Die Bilder gingen um die Welt: China, Italien, Spanien. Von all diesen Ländern dokumentieren Satellitenaufnahmen einen eindrucksvollen Rückgang des Ausstoßes von Stickstoffdioxid. Dieser Schadstoff wird vor allem von Verbrennungsmotoren, aber auch Industrie und Fossil-Energie-Kraftwerken erzeugt. In Venedig zeigten sich die Delfine wieder. Das machte deutlich wie durch Verlangsamung und Beschränkung der produzierenden Industrie eine messbar gesündere Umgebung geschaffen werden kann. Wenn wir zusätzlich Flug- und Bootsreisen, Urlaubsreisen, Geschäftsreisen und Transporte einbeziehen, sollte die Wirkung eigentlich beträchtlich sein. Sind das grüne Fantasien? Wohl kaum, der Effekt war erlebbar.
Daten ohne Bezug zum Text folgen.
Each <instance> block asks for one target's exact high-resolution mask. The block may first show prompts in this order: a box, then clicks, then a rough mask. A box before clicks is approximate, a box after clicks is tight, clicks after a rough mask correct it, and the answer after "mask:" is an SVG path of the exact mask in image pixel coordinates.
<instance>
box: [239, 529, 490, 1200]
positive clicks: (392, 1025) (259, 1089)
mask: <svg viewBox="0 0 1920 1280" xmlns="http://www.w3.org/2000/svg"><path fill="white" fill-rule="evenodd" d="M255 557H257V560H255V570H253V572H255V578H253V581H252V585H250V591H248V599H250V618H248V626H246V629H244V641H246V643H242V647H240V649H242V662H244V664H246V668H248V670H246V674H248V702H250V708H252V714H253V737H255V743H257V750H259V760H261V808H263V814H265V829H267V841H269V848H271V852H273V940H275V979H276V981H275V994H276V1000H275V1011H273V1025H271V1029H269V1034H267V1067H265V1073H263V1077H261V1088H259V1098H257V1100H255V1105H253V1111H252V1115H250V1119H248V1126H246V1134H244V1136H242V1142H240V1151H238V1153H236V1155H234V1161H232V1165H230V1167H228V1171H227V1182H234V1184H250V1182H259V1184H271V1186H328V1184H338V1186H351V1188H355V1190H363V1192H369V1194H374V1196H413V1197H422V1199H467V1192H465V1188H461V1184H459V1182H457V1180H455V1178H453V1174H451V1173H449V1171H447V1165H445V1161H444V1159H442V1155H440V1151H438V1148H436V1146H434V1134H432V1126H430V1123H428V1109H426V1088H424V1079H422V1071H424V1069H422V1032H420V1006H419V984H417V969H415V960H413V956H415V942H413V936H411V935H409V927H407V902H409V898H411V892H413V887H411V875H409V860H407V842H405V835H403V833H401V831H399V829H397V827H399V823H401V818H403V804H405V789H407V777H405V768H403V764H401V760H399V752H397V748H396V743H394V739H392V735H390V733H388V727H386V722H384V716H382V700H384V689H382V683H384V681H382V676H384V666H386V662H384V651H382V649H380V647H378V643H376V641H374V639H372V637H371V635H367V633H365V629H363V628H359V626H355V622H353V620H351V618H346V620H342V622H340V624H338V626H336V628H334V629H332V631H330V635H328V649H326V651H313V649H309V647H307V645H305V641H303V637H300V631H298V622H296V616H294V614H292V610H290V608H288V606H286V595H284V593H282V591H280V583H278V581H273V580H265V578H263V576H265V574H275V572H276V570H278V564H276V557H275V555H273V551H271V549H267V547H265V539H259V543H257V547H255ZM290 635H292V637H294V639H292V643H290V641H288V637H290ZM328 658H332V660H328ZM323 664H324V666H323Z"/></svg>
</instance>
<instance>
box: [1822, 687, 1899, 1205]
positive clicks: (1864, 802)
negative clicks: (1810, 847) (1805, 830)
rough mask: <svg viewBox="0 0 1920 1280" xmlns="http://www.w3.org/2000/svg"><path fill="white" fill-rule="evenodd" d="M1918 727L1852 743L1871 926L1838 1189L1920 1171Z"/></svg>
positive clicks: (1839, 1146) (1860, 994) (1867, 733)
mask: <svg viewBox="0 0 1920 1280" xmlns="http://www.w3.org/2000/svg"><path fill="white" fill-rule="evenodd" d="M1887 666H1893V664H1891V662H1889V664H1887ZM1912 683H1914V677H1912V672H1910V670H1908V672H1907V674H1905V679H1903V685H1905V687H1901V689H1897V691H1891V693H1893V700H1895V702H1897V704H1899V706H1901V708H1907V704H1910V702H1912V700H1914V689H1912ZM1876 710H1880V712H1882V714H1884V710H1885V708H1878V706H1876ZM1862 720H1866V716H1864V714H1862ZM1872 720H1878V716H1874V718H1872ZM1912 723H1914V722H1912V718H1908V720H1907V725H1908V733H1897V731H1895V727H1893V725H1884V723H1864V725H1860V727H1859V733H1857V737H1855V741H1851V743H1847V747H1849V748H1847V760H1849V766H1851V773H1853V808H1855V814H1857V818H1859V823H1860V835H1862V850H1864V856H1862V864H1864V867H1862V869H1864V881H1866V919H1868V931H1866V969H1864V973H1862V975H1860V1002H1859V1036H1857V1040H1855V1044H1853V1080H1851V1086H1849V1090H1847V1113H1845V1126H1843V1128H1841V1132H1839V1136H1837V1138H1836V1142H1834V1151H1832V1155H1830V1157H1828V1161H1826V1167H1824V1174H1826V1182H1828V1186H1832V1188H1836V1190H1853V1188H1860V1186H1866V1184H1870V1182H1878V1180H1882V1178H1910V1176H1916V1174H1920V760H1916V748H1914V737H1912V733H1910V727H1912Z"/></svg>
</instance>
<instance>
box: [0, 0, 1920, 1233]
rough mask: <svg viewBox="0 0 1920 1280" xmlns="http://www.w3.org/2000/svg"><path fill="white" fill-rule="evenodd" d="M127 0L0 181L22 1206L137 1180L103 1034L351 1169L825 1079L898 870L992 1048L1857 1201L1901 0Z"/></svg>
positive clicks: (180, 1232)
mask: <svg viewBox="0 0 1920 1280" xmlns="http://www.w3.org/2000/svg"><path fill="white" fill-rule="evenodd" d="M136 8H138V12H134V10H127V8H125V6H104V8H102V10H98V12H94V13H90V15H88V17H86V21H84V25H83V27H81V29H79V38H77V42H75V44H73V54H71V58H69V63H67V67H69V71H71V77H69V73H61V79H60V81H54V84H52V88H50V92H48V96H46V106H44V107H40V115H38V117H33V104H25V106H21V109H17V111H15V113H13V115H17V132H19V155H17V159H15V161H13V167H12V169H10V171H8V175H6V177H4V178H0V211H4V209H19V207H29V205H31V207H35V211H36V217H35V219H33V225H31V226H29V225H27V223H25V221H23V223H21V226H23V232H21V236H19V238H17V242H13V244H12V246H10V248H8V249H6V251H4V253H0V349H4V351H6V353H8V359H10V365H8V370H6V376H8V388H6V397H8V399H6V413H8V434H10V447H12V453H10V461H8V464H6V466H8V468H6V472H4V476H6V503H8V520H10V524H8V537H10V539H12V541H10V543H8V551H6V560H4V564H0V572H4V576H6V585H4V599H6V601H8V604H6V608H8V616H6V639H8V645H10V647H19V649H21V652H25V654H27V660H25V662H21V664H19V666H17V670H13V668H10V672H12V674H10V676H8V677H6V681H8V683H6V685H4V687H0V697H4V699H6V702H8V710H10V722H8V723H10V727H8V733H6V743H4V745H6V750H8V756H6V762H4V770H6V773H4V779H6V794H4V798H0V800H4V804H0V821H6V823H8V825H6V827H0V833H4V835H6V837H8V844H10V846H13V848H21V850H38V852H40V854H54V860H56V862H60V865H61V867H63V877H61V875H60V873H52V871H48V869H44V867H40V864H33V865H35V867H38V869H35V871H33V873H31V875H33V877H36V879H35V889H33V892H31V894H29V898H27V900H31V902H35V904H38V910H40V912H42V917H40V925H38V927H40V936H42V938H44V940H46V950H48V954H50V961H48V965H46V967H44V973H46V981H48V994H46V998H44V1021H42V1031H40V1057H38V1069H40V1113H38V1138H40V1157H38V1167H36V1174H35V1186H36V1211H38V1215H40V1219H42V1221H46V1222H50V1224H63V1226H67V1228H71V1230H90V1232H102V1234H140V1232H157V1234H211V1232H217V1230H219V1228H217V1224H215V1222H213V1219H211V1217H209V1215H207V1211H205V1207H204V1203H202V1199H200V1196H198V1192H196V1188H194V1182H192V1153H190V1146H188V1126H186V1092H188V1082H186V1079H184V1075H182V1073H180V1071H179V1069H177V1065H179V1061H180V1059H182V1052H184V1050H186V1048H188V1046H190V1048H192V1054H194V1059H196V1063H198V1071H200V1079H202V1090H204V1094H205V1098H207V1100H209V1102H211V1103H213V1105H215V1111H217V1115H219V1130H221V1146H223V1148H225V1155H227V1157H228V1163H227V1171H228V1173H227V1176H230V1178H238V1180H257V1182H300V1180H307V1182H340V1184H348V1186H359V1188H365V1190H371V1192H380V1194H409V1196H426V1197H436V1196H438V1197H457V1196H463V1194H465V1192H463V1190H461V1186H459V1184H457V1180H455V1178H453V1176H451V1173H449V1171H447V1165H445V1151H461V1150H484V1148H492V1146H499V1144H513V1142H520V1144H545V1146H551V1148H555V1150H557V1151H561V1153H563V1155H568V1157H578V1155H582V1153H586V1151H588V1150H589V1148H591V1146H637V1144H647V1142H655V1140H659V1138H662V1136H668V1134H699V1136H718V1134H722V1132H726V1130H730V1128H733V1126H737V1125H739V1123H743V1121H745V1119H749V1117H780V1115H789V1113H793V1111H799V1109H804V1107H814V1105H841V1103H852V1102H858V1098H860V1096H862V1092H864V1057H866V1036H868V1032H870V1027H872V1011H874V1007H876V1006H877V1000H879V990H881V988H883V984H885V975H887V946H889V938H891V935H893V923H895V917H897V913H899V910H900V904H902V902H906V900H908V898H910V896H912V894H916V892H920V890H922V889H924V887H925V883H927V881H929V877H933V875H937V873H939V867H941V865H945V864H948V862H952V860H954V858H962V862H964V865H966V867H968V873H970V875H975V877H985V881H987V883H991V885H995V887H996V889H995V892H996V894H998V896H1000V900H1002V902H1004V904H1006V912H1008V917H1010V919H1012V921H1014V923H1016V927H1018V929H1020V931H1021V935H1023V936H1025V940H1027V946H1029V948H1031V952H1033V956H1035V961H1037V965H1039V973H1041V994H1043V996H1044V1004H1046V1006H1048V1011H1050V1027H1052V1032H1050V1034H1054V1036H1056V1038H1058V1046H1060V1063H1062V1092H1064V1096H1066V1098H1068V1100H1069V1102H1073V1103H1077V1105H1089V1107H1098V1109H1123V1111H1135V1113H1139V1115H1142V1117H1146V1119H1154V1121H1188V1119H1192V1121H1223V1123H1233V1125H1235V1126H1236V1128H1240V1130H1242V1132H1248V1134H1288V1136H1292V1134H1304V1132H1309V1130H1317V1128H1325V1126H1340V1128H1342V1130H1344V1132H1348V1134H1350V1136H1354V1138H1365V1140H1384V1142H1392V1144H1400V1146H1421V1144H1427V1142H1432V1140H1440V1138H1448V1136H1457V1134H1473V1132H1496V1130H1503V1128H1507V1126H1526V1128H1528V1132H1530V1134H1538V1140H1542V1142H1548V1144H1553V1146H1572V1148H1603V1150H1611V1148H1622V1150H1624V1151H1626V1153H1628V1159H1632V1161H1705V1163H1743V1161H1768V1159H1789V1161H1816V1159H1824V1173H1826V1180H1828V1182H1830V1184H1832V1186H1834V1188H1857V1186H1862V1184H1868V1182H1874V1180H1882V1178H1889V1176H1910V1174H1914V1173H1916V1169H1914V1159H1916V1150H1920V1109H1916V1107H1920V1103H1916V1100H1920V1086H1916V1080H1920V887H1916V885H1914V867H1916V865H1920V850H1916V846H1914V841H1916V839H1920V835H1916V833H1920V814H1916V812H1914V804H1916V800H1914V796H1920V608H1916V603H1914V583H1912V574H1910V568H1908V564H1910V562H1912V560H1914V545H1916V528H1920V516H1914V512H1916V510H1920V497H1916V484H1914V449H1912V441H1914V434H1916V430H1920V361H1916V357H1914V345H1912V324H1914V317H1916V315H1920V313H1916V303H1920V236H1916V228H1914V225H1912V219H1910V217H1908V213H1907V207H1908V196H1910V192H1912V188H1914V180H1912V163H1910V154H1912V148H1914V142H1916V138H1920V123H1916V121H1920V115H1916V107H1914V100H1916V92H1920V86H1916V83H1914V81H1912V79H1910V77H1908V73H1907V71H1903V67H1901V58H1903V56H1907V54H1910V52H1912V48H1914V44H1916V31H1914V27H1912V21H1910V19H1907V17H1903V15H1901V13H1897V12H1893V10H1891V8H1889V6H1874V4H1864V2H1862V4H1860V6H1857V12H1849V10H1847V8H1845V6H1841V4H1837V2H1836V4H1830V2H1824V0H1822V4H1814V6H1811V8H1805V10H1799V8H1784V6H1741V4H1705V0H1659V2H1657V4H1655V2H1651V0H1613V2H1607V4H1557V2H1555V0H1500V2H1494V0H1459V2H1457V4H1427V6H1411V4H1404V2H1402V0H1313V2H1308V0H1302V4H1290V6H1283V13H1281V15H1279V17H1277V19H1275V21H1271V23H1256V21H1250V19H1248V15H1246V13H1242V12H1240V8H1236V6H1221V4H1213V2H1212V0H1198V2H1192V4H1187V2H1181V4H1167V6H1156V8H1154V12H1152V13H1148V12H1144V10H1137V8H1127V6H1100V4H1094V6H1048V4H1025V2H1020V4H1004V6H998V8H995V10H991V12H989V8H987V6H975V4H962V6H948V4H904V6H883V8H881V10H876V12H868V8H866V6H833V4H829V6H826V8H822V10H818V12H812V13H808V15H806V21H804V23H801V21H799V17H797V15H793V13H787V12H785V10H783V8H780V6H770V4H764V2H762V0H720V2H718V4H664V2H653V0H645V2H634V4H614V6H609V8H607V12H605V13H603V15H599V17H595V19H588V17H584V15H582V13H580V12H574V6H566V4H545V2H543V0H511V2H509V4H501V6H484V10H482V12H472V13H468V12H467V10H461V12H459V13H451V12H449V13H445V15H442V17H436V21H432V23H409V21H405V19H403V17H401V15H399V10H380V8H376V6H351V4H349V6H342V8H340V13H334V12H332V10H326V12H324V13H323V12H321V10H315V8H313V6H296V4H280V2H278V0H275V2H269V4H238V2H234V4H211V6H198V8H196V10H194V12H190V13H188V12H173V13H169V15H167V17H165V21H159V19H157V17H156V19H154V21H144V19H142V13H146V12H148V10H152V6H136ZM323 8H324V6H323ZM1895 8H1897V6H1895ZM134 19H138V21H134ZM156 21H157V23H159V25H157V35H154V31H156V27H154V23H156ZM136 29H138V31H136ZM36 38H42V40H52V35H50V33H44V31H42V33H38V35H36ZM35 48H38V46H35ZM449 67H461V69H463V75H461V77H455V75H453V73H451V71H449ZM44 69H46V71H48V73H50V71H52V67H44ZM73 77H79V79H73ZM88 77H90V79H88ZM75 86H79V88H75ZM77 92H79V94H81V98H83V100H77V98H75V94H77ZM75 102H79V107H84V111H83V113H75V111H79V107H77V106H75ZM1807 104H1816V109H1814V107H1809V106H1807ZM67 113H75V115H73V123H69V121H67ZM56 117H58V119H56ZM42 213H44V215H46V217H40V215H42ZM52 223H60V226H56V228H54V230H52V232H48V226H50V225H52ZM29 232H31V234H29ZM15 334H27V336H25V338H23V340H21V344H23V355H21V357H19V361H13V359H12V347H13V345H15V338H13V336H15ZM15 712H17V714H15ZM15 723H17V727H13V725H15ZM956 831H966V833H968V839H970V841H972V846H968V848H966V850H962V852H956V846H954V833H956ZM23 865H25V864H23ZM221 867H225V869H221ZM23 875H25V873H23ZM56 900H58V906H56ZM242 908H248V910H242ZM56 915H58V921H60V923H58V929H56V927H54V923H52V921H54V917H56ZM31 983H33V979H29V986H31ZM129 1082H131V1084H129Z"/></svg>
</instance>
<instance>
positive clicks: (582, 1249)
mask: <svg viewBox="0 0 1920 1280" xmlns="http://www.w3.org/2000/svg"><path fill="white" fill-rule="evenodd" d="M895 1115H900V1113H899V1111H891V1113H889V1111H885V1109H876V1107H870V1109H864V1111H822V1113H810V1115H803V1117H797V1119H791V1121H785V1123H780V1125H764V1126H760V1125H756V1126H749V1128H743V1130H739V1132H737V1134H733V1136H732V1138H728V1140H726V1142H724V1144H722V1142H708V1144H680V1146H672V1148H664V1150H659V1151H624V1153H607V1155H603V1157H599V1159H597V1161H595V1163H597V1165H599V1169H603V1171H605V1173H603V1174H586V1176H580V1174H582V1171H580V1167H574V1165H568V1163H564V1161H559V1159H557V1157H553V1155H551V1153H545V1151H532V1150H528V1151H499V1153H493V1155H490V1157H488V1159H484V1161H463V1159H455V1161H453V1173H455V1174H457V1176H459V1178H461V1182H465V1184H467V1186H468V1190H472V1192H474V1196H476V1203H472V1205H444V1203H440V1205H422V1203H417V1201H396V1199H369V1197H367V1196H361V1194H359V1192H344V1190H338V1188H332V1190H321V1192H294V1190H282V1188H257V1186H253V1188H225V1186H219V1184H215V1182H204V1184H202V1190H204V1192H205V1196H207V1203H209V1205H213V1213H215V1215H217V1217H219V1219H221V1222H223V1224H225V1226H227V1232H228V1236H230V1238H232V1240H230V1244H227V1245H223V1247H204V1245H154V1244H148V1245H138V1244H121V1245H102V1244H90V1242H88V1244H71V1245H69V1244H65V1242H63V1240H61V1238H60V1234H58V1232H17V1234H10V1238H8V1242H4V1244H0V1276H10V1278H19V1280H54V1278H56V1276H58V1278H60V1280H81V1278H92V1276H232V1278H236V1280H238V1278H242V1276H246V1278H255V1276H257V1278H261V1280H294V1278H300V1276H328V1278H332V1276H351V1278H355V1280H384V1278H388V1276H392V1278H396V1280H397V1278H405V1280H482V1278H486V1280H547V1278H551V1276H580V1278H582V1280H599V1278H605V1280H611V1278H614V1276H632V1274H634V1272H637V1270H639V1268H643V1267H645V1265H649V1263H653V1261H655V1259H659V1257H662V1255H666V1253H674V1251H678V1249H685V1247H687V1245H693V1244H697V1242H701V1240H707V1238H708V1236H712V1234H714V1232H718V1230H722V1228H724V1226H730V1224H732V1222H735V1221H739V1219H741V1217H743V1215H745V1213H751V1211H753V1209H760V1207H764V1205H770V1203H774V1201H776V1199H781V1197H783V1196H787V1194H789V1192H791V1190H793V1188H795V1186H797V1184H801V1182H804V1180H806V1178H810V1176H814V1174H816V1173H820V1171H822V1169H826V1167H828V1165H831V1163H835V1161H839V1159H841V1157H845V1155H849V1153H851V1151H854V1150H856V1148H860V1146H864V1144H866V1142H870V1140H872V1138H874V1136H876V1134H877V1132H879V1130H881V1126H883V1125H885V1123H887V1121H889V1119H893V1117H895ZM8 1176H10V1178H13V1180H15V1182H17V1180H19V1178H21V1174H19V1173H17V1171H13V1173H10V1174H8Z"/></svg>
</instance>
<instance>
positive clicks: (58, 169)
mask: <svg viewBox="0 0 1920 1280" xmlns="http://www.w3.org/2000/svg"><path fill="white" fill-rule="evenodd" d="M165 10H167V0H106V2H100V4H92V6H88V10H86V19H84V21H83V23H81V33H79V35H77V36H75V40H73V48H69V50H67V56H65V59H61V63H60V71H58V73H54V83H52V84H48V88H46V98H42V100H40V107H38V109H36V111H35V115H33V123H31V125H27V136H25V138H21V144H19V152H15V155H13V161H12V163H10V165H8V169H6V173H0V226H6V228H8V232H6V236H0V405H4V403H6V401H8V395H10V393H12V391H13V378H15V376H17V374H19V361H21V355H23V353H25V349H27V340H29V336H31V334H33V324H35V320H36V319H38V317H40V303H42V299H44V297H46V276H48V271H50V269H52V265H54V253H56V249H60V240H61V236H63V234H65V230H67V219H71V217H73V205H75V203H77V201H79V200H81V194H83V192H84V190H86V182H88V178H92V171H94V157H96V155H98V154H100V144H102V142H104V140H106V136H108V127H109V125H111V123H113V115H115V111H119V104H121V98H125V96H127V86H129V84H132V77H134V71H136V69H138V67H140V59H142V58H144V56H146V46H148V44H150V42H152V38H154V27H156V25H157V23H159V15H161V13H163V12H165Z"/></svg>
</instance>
Müssen wir in der Konsequenz unsere Wirtschaft abwürgen, um eine fortlaufende Zerstörung der Welt aufzuhalten?
Nicht machbar.

Aber die «Quarantäne des Konsums» könnte tief greifende kulturelle und wirtschaftliche Auswirkungen verursachen.
Die Menschen könnten sich überlegen, mit weniger Besitztümern zu leben und weniger zu reisen, weil der Lockdown zeigte, wie wirtschaftliche Störungen nicht nur ökologische Vorteile haben könnten, sondern auch das die Digitalisierung vieles anscheinend nicht ersetzbare problemlos überflüssig werden kann.

Doch lernen wir etwas daraus? Leider gibt es nach dieser Katastrophe keine sofortige Abkehr von den alten Mechanismen. Die Menschheit verhält sich wie ein Drogensüchtiger auf Entzug.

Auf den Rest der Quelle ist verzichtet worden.